Kinex to begin glioblastoma clinical trials of KX02

5th June 2013 (Last Updated June 5th, 2013 18:30)

Kinex Pharmaceuticals is set to begin clinical trials of its dual src / pretubulin inhibitor, KX02, as a treatment for glioblastoma, following the FDA's approval of its investigational new drug (IND) application.

glioblastoma

Kinex Pharmaceuticals is set to begin clinical trials of its dual src / pretubulin inhibitor, KX02, as a treatment for glioblastoma, following the FDA's approval of its investigational new drug (IND) application.

The FDA is currently in the process of finalising the Phase I clinical protocols for the lipophilic dual src/pretubulin inhibitor, which is the company's second internally-developed compound to enter clinical studies.

Kinex chief scientific officer Dr David Hangauer said; "In stereotactic mouse models, KX02 cleared brain tumors in about 50% of the animals and engaged a durable immune response to the tumor cells that allowed these mice to live to their full life expectancy without tumor recurrence or further drug treatment."

The company believes KX02 has the potential to inhibit a panel of brain tumour cell lines, including those resistant to commonly-used Temodar chemotherapy for the treatment of malignant glioma.

Studies involving brain tumour animal models demonstrated KX02's ability to consistently clear brain tumours after a four-week therapy in 30% - 60% of treated animals.

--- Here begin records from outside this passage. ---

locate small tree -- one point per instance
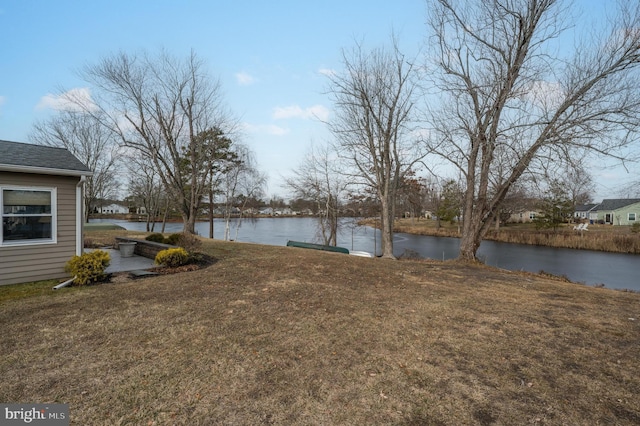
(319, 179)
(374, 105)
(555, 208)
(450, 206)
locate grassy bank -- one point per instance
(276, 335)
(615, 239)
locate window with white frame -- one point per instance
(28, 215)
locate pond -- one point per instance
(621, 271)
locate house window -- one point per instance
(28, 215)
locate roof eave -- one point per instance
(44, 170)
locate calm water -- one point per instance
(620, 271)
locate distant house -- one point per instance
(524, 216)
(619, 211)
(41, 208)
(113, 209)
(586, 212)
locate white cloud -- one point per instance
(327, 71)
(245, 79)
(295, 111)
(72, 100)
(269, 129)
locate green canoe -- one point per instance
(317, 247)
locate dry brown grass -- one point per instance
(276, 335)
(615, 239)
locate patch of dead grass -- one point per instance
(276, 335)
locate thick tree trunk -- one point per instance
(386, 230)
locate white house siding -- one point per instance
(621, 216)
(43, 261)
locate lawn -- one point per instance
(277, 335)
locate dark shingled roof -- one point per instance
(585, 207)
(615, 204)
(17, 156)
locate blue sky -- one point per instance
(270, 57)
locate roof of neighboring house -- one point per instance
(29, 158)
(585, 207)
(618, 203)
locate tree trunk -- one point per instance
(386, 230)
(211, 213)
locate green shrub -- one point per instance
(89, 267)
(172, 239)
(156, 238)
(172, 257)
(189, 242)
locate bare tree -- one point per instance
(165, 109)
(509, 107)
(319, 178)
(374, 102)
(91, 143)
(241, 181)
(145, 189)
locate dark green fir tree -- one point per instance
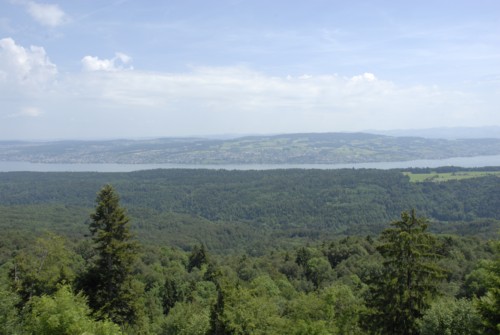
(108, 282)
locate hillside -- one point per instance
(327, 148)
(229, 210)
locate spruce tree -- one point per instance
(409, 277)
(108, 282)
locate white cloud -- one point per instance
(27, 68)
(50, 15)
(91, 63)
(208, 100)
(30, 112)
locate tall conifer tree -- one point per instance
(108, 283)
(410, 276)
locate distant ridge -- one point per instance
(445, 133)
(307, 148)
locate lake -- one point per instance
(478, 161)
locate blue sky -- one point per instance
(108, 69)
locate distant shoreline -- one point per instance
(467, 162)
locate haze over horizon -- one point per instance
(75, 69)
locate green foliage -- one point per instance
(489, 304)
(230, 211)
(450, 316)
(39, 268)
(409, 279)
(197, 258)
(10, 322)
(65, 313)
(108, 283)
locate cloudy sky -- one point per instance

The investigational compound was absorbed orally with 76% penetration into brain tissue from plasma in pharmacokinetic studies, and in mouse tumour model studies it induced necrosis of the glioma while engaging a durable immune response to the glioblastoma tumour cells.

XiangXue Pharmaceuticals is the strategic partner of Kinex for the development of KX02 in China.

XiangXue chairman and CEO YongHui Wang said; "XiangXue is developing our IND application for the Chinese State FDA and we hope to initiate KX02 trials for Chinese brain tumor patients in 2014."


Image: Coronal MRI with contrast of a glioblastoma WHO grade IV in a 15-year-old male. Photo: Courtesy of Christaras A.